Recover In The Trans Community
Three local trans women, with various lengths of recovery, on their journey being clean and sober.
“I don’t think trans women have a harder time staying sober. I think we have a harder time not sexualizing ourselves for money—because of society and the way we are treated. It’s harder for us to get out of the house and get a job—but we all have our challenges. If I can be sober, and go to school and have a job, then that’s possible for anyone. Before it was all craziness and chaos, but my life is amazing now that I’m sober… I pray everyday that I’m sober for the rest of my life. I have no desire to go back to using.”
—Madalyn Ambrosini, sober since November 11, 2015.
“I think trans women have a harder struggle in sobriety. We struggle to get acceptance by society. I come from a very strict Catholic household and growing up in Mexico was not easy… I did not feel I was loved growing up and that became an excuse for my alcoholism. Being transgender women who don’t feel acceptance, it is common for us to think that if we have bigger breasts, or 20 plastic surgeries, that we will get that love… I’m okay with who I am today as a woman. It’s okay not to be perfect. Today I love myself. I have integrity. I also know how to love unconditionally. I didn’t have any of that before sobriety. It’s a miracle and a gift.”

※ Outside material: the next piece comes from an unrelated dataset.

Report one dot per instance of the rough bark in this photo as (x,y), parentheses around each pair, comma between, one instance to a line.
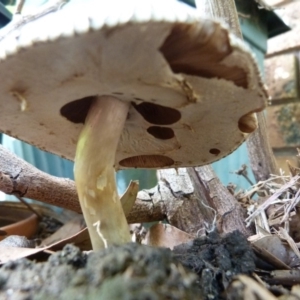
(210,204)
(261,156)
(19,178)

—Claudia Estrada, sober since May 15, 2008.
“I don’t think being trans and sober is a special struggle. I believe the only reason why I am sober is because of my Higher Power. I have a God who I have a relationship with, who is keeping me sober. What happens is a lot of trans women devalue themselves, because of society, or family, and a lot of them live in shame. They identify with their physical bodies and they don’t have much worth unless they’re sexual beings 24/7… When you devalue yourself, any person can come along and ruin your self-esteem. There are conversations that need to take place. We can’t just keep talking about condoms and tit jobs. We need to feed the spirit, not the ego. We need to talk about shame and fear and address our self-loathing. Then you have the African American issue, where young trans black women feel rejected and feel shame, so they need validation from everybody. It’s a merry-go round of insanity and the only conversation we’re having is, where did you get your butt done? We need to do the internal work, because trust and believe if you’re not willing to trust in a God of your own understanding, you’re not going to be happy. We need to start talking about spirituality and have a better connection with God.”
—Octavia Hamlett, sober since March 18 1995.